Once downstairs, Avery sat numbly in the cold corner of the lobby. She had two hours to kill. Around her, other auditioners were waiting. Most were cramming for the theory exam. A few were analyzing their performances over the phone, citing specific technical achievements. Avery could barely remember the names of the pieces she’d played. Her mind had blotted out the entire episode, probably as a means of self-preservation.

She reached into her bag and pulled out the crib sheet she’d prepared for herself, but studying seemed useless. Instead, she watched the students coming in and out with their instrument cases, all looking purposeful and blasé. This place was their life. Physically, they didn’t fit any particular type.

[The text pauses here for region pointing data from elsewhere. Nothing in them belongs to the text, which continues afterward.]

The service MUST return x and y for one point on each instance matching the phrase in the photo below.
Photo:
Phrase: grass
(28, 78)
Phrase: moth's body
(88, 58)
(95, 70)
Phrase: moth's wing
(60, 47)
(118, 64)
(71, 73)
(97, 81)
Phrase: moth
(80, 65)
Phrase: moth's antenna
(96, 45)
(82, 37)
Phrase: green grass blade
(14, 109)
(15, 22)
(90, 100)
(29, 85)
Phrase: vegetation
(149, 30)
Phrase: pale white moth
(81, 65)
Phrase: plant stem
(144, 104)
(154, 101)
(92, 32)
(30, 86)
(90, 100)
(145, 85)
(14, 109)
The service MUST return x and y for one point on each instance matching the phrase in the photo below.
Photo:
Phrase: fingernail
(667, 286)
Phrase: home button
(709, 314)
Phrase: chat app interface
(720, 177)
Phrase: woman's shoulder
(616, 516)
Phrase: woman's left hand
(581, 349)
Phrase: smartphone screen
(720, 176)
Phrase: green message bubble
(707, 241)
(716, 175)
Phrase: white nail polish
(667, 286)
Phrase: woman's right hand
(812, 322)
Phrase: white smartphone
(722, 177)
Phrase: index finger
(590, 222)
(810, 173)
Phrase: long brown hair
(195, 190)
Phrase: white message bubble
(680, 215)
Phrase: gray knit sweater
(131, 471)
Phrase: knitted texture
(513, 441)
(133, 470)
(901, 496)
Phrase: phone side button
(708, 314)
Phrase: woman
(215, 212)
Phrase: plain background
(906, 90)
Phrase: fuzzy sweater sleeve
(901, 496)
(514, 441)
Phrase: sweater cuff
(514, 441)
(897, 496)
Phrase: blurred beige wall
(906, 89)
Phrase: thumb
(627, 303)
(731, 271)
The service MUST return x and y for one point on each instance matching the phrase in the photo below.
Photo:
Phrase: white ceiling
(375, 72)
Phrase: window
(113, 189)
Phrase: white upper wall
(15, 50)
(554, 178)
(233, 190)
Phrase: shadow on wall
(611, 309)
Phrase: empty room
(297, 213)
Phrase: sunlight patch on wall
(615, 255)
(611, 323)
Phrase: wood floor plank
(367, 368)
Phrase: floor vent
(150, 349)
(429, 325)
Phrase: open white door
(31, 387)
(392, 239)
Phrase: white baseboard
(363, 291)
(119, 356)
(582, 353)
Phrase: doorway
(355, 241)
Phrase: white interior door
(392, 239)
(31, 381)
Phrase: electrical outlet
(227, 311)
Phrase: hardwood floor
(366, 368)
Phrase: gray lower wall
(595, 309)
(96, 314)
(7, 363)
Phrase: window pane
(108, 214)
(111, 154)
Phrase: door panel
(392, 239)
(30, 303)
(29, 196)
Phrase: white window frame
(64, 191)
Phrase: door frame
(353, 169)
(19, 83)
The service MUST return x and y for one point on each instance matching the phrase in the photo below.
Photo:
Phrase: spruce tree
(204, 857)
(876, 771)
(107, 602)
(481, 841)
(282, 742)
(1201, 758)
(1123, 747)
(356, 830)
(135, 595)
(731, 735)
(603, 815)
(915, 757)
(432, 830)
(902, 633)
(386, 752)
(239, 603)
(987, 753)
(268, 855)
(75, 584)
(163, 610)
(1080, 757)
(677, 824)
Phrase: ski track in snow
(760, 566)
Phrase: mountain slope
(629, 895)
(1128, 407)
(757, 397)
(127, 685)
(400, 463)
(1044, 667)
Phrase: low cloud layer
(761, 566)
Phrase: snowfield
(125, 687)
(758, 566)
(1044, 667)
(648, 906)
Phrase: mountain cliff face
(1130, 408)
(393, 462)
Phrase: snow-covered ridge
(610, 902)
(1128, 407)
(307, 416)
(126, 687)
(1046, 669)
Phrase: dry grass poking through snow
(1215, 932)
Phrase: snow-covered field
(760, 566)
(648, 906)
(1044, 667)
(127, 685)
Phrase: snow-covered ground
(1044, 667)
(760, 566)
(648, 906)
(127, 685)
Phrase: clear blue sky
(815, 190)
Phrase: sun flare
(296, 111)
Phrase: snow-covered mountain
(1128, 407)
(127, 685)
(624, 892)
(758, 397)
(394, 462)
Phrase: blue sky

Some dressed a little more fabulously than most. A heavy knit white poncho wrap with long fringe. Skinny jeans and massive and furry wooly mammoth boots. Some were inconspicuous in their sweatshirts, wet hats, and scarves. Some obviously just rolled out of bed; some preened themselves carefully, cultivating the fabulousness they seemed to know they carried inside. Because that was the thing—all these people had it. It was the it that got them in, the it that made them able to perceive and perform music far better than mere mortals. They were superior beings. The universe yielded her secrets to them and perfume ran through their veins. That was what it was like when you had it.

As she sat there, becoming dimly aware that she was resting in a small puddle of melted snow, Avery was pretty sure she didn’t have it. She wasn’t sure if she had anything. She couldn’t quite remember why she’d come.